I plan to respond to Glass’s appeal by putting my money where my podcast-listening ear is and donating $5.00 to support the free distribution of Glass and colleagues’ excellent show. I challenge all those involved with me in debates on the future of internet infrastructure and fellow followers of Doc Searls’s worthy Project VRM (an attempt to gear “markets” to the wants and needs of individuals) at Harvard Law to do the same. Dare to join me?
Anti-Fascists and Proto-Fascists
Recently, during a walk through the Garden of Tsar Boris III (in communist times the Garden of Freedom) in Sofia, Bulgaria. I encountered a gathering of “anti-fascists” commemorating the anniversary of the denouement of the Second War World in Europe. Bulgaria had been an enthusiastic ally of Nazi Germany during the Second World War but switched to the side of the Allies following the Soviet occupation of the country in September, 1944. Those Bulgarians who fought against the Nazis after the country changed sides have been relegated to a historical purgatory in the post-communist era in which the rhetoric of anti-communism has come to outweigh the memory of anti-fascism. There were fewer than 200 people, most of them quite old, at the anti-fascist gathering. On the other hand, rallies of Bulgaria’s antisemitic, anti-Gypsy, anti-Muslim Ataka party (which won 25% of the votes in Bulgaria’s last presidential election) still attract thousands.

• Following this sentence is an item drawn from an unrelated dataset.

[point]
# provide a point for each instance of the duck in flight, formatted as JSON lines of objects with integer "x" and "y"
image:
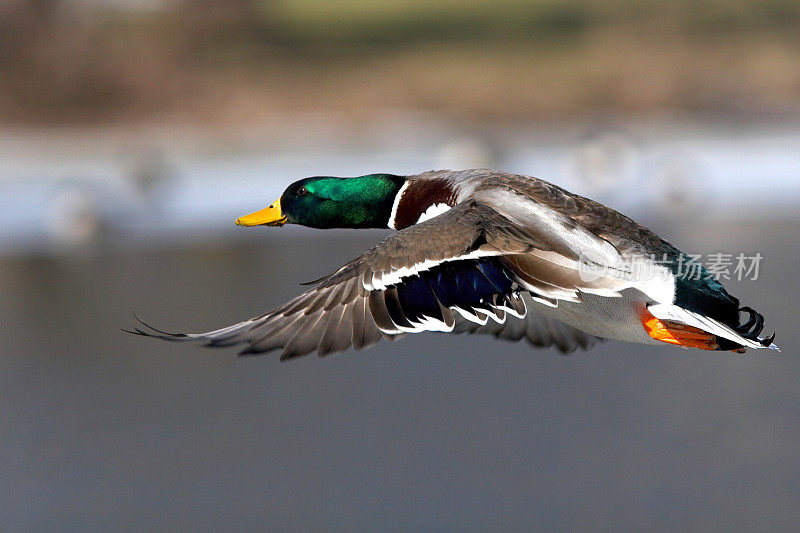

Only hours before the stumbling across the gathering in the Sofia garden, I had heard the word “fascist” used in a more contemporary context. In an interview on the weekly podcast of the BBC’s Front Row, the 82-year-old American literary doyen (and eternal curmudgeon) Gore Vidal responded to a request to forecast the outcome of the upcoming US presidential election by saying that “… the likeliest outcome is that the Republican party, which is not a political party in any sense that Britain might know, (but which) is a mind set of crypto-fascists, will steal it from any Democrat who wins it, as they did with Albert Gore … they are quick to steal, look at the mess they’ve made.” And this is only the beginning of Vidal’s take on the party of Bush and McCain! The Front Line interview also includes Vidal’s recollections of fellow post-war literary giants Norman Mailer and Kurt Vonnegut. Bravo to Gore Vidal on all accounts!
Blues and Lenya
As an antidote to exposures to fascism, or to an excess of radio talk shows, two musical podcast suggestions: For a regular doses of the blues, try The Blues File. For background and anecdotes covering the all types of music and musical personalities, subscribe to Sarah Fishko’s excellent Fishko Files with, as a delightful, haunting, and anti-fascist starting point, this broadcast treating the great Lotte Lenya, wife of Kurt Weill and iconic interpreter of the music and lyrics of Weill, Bertolt Brecht, and others.